Zum dritten Mal fand das Neuenfelder Treckertreffen statt und auch der Vorsitzende des Bürgervereins Neuenfelde, Frank Bollmann, zuckelte mit seinem McCormick International (Baujahr 1973) zum Treffpunkt.
„Die Idee zum Treckertreffen entstand, weil sich in fast jedem zweiten Haus in Neuenfelde alte Trecker befanden“, erzählt Melanie Gloystein, „da lag es nahe, die alten Schätzchen mal auf dem Dorfplatz vorzustellen. Zum dritten Treffen haben wir fünf Vereine aus der Region eingeladen und alle haben zugesagt.“ Mit einem bunten Programm, Kinderhüpfburg und lustigen Wettbewerben wurde das Treffen zu einem kleinen Volksfest mit vielen Schaulustigen.
Über 50 Trecker waren gegen Mittag eingetroffen und egal, ob ein „Güldner“ oder „Eicher“, ein „Deutz“, „Ursus“, „Fendt“ oder „Porsche“, die „Oldies“, die früher dem Bauer bei der Arbeit halfen, fanden das Interesse der Besucher. Mit dabei war auch der Treckerfreund Holger Nobis. Der Elsflether war mit seinem „Deutz“, Baujahr 1954, vor Ort. „Wir lieben die alten Eisen“, grinste Nobis, allerdings war seiner penibel gepflegten Maschine ihr Alter überhaupt nicht anzusehen.

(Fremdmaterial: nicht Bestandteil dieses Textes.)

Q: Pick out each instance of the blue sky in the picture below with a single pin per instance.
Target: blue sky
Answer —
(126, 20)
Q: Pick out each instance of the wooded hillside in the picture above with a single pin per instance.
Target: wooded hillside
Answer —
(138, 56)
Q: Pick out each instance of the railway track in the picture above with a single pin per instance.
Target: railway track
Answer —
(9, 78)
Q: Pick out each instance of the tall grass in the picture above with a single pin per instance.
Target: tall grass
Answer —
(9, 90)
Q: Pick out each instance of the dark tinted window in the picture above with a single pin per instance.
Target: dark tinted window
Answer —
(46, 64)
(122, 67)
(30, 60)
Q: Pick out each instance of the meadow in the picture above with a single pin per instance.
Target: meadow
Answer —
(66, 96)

Auch die Loyer Treckerfreunde waren mit zahlreichen Zugmaschinen nach Neuenfelde gekommen und immer noch präsentierten sich auch hier die Lanz-Bulldogs mit ihrem einmaligen Sound als die Stars unter den historischen Traktoren.

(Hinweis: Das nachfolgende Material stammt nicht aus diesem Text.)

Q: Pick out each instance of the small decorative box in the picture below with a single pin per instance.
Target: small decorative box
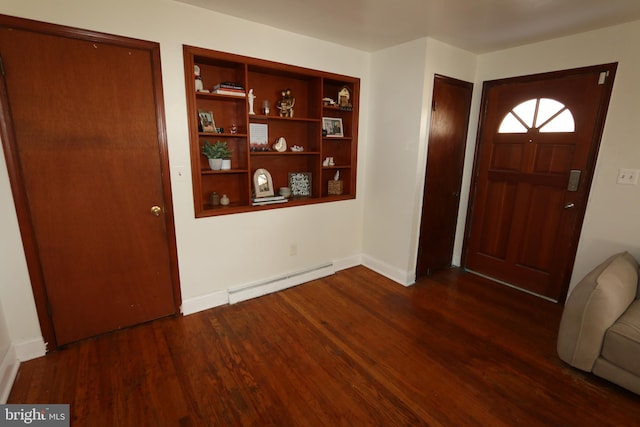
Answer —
(335, 187)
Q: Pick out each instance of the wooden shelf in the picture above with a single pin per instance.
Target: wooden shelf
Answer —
(268, 80)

Den Beweis trat der Loyer Treckerfreund und ehemalige Landmaschinenmechaniker Hartmut Bunjes mit seinem Lanz D 7506 gerne an. „Den Lanz anzulassen, braucht Geduld“, warnte Bunjes vor und griff ins „Handschuhfach“, um die Lötlampe herauszuholen und mit Spiritus und Benzin auf Temperaturen zu bringen.
Nach etwa 15 Minuten („Zeit für zwei Flaschen Bier“ nennen es die Lanzfreunde) war die Lötlampe heiß genug für die Glühnase im Zylinderkopf. Bunjes löste das Lenkrad samt Steuersäule, setzte es seitlich in die Kurbelwelle ein, drehte mit viel Kraft, bis schließlich das charakteristische „Wutt-Wutt-Wutt“ ertönte und dem Besitzer eine Ehrenrunde auf dem Dorfplatz ermöglichte.
Bunjes’ Lanz-Veteran, Baujahr 1938, leistet mit dem Einzylinder-Zweitaktmotor bei 4700 Kubikmeter Hubraum 25 PS und bringt es auf 16 km/h.